In February 2012, while watching football, Indiana resident Roy Fox pondered the idea of two siblings coaching opposite teams in the Super Bowl. Not unlike the “Manning Bowl,” when brother quarterbacks Peyton and Eli Manning competed in the big game, Fox conceived of a “Harbowl,” where sibling coaches John and Jim Harbaugh might lead opposing teams in the Super Bowl championship. Fox filed an intent to use trademark application at the USPTO for the terms “Harbowl” and “Harbaughbowl.”
In August 2012, the NFL filed an opposition to Fox’s application and began to pressure Fox to abandon his trademarks. By October, Fox had given in to their demands and dropped the application, concerned that he would be taken to court by the NFL and saddled with high legal bills after defending his trademark.
Last week, the Baltimore Ravens, led by head coach John Harbaugh, won the AFC championship. On February 3, 2013, at the Super Bowl, they will face the San Francisco 49ers, couched by Jim Harbaugh. Fox’s conception of a “Harbowl” is now a reality, but, because he abandoned his trademark application, Fox will not be profiting from the sale of t-shirts and hats and other memorabilia emblazoned with the phrase.
A football fan living in Indiana is no match for the powerful NFL legal department. The Super Bowl is the NFL’s biggest event of the season, when commercial air time during the game averages $3.5 million for a 30 second spot. The NFL has always zealously defended its intellectual property, and Fox’s marks related to the Harbaugh brothers are no different.
Would the NFL have been successful in opposing the trademarks if Fox hadn’t abandoned his application?
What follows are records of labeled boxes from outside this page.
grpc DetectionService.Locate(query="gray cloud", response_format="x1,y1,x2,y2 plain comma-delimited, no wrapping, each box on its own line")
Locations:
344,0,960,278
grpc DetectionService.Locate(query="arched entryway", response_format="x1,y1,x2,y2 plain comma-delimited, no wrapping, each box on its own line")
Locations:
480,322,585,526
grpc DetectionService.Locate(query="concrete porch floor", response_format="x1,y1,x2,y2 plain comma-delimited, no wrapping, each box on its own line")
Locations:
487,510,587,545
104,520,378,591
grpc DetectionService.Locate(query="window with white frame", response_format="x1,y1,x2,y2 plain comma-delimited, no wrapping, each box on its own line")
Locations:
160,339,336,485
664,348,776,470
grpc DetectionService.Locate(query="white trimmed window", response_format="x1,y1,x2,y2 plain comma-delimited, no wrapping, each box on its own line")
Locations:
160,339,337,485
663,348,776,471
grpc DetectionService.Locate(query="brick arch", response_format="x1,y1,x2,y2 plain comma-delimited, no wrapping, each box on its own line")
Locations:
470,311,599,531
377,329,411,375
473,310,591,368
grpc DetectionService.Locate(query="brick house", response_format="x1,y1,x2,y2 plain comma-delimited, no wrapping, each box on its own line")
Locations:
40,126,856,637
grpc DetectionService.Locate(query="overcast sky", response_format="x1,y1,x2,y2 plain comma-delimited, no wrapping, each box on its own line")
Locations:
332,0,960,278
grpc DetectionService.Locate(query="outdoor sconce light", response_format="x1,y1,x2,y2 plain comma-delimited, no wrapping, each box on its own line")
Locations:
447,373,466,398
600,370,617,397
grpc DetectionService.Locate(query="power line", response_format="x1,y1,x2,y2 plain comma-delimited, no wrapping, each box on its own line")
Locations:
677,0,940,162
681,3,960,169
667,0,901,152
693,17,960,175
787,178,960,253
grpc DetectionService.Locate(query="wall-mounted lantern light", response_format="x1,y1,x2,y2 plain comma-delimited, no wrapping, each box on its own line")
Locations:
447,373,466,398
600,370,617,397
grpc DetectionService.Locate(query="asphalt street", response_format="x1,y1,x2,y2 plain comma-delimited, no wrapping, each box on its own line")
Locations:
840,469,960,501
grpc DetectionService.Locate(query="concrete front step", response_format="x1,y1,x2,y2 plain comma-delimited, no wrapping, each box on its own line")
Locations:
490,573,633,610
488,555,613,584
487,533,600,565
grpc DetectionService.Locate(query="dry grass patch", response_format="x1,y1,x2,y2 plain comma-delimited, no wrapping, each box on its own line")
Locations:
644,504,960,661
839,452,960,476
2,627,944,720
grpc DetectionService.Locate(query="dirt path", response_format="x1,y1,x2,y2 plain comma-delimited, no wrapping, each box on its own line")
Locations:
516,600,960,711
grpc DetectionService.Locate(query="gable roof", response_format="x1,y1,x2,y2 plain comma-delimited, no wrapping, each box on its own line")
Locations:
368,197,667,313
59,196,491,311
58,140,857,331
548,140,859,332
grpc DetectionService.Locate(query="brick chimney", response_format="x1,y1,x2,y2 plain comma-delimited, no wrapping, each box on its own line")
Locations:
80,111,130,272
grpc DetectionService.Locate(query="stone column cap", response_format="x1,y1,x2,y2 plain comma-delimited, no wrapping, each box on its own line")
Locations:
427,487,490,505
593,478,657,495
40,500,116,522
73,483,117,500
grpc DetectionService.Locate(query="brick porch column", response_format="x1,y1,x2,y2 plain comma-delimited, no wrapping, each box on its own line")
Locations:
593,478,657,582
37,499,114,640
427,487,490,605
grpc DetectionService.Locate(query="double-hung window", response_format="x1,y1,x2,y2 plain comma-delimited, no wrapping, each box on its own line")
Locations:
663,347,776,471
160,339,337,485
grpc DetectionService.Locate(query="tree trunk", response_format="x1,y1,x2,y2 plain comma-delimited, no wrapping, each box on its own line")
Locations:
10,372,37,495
Fox’s position is interesting because a trademark cannot reference a living person without that person’s consent. If we assume the Harbaugh brothers did not consent to Fox’s application, it appears the Harbaughs may have had standing to oppose the trademarks. The NFL could not successfully make a similar argument; the marks don’t directly reference the NFL or the Super Bowl, so the fact that the trademark references living people does not support the NFL’s position.
The NFL would have to prove that “Harbowl” and “Super Bowl” create a “likelihood of confusion,” which is the standard for proving trademark infringement. The purpose of this analysis is to protect consumers from being confused or mistaken about a product or service. While a court would weigh several factors in determining whether the marks are confusingly similar, at the outset, there is a real question whether most football fans would confuse “Harbowl” or “Harbaughbowl” with the Super Bowl.
Predicting the outcome of the actual Super Bowl is a perhaps a bit easier, Baltimore Ravens over the San Francisco 49ers.